ですぺらの先代、智佳の客がふたり連れで来られた。この辺りに僕の画が掛かってい、ボトルも二本入れていたのだが、それはどこへ行ったのかと訊ねる。知らないと応えると、店の改装は誰がやったのか、改装した本人なら知らない筈がない、と返す。バックバーの中央部を指して、ここにあったと宣われる。さぞかし値の張るボトルだったに違いない。まるで私が猫糞を決めこんだようである。ずらっと並ぶマッカランの後方から件のボトルがいまにも現れそうな雰囲気だった。

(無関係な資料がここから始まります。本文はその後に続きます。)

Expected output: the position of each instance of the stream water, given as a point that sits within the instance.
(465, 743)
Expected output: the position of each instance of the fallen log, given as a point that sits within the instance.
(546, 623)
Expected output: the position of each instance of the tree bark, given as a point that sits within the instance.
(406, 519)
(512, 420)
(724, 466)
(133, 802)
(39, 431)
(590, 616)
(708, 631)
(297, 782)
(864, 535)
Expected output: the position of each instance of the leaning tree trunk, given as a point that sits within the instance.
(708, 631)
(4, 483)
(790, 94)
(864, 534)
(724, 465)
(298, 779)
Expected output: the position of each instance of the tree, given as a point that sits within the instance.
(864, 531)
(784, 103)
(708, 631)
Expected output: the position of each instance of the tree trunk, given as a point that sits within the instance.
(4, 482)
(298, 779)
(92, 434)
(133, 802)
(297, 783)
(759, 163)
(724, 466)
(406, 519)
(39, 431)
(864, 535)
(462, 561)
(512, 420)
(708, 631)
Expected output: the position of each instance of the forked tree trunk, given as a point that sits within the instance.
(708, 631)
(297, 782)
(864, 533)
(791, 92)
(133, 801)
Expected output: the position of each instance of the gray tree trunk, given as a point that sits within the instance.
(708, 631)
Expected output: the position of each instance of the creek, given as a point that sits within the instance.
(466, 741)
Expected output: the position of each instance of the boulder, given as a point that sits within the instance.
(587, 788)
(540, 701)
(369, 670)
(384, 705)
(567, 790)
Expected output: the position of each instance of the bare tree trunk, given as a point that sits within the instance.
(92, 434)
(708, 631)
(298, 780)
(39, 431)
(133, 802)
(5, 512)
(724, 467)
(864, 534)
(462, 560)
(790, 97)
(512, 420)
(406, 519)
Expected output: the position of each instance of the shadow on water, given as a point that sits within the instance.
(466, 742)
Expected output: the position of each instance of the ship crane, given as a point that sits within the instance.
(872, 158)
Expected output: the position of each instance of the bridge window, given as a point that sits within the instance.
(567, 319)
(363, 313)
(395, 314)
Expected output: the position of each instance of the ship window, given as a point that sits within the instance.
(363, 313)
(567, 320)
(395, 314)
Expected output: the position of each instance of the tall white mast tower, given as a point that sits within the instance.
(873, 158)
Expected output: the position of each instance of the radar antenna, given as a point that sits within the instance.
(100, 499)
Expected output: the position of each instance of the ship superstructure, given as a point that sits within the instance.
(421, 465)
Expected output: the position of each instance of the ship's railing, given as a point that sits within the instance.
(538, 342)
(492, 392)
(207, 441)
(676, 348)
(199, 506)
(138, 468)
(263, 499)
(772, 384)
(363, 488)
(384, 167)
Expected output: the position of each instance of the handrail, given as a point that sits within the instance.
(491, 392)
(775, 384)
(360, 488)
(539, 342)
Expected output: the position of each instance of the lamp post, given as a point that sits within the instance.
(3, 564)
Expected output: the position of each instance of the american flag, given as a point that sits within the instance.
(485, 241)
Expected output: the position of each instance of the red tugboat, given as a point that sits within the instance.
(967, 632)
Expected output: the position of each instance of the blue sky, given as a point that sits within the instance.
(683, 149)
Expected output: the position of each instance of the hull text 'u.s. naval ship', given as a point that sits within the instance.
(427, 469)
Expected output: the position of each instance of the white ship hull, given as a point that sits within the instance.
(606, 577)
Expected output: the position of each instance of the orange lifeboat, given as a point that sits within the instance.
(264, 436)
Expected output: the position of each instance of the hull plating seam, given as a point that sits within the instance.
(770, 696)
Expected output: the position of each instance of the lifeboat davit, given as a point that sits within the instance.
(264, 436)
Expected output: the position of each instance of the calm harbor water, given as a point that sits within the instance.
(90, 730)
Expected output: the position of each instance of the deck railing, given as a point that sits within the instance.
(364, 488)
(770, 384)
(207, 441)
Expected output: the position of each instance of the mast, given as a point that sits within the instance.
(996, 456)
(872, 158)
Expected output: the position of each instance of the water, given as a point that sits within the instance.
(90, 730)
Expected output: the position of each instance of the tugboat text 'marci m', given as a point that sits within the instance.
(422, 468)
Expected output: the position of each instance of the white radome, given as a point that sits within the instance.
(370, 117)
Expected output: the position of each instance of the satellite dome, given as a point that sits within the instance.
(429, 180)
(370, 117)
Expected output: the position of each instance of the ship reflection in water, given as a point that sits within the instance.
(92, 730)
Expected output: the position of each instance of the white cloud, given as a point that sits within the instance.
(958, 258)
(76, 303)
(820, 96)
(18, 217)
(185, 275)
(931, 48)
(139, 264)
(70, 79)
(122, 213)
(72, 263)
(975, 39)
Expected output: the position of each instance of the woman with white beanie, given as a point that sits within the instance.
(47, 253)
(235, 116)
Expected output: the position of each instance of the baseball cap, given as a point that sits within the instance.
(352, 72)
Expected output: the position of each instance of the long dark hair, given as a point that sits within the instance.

はなしの内容からひとりは絵描きと覚しい。その執着ぶりから推して高名な絵師に違いなかろう。店内に掛けられた雪岱には一顧だにしない。僕の絵は、僕の絵が、との仰せであった。聞き及ぶところでは智佳のママは亡くなり、二年前の十一月に店は閉められた。閉店に先立つ半年前に臥せったとも聞く。一月に一回でもそれを常連とは言わない。いわんや、一年半の年月を経れば馴染みですらない。愛着があり、思い出深い飲み屋だったと聞かされたが、それなら猶のこと日参すべきでなかったか。飲みしろとは酒の代金ではなく、そのスペースに払われる金数をいう、いわば所場代である。
一月ほど前にも同様の客が来られたが、こちらは律儀なひとでウィスキーを二杯飲まれた。二人連れは絵もボトルもないのを確認されるとそのまま座りもせずに帰られた。飲み屋には付きものの一齣。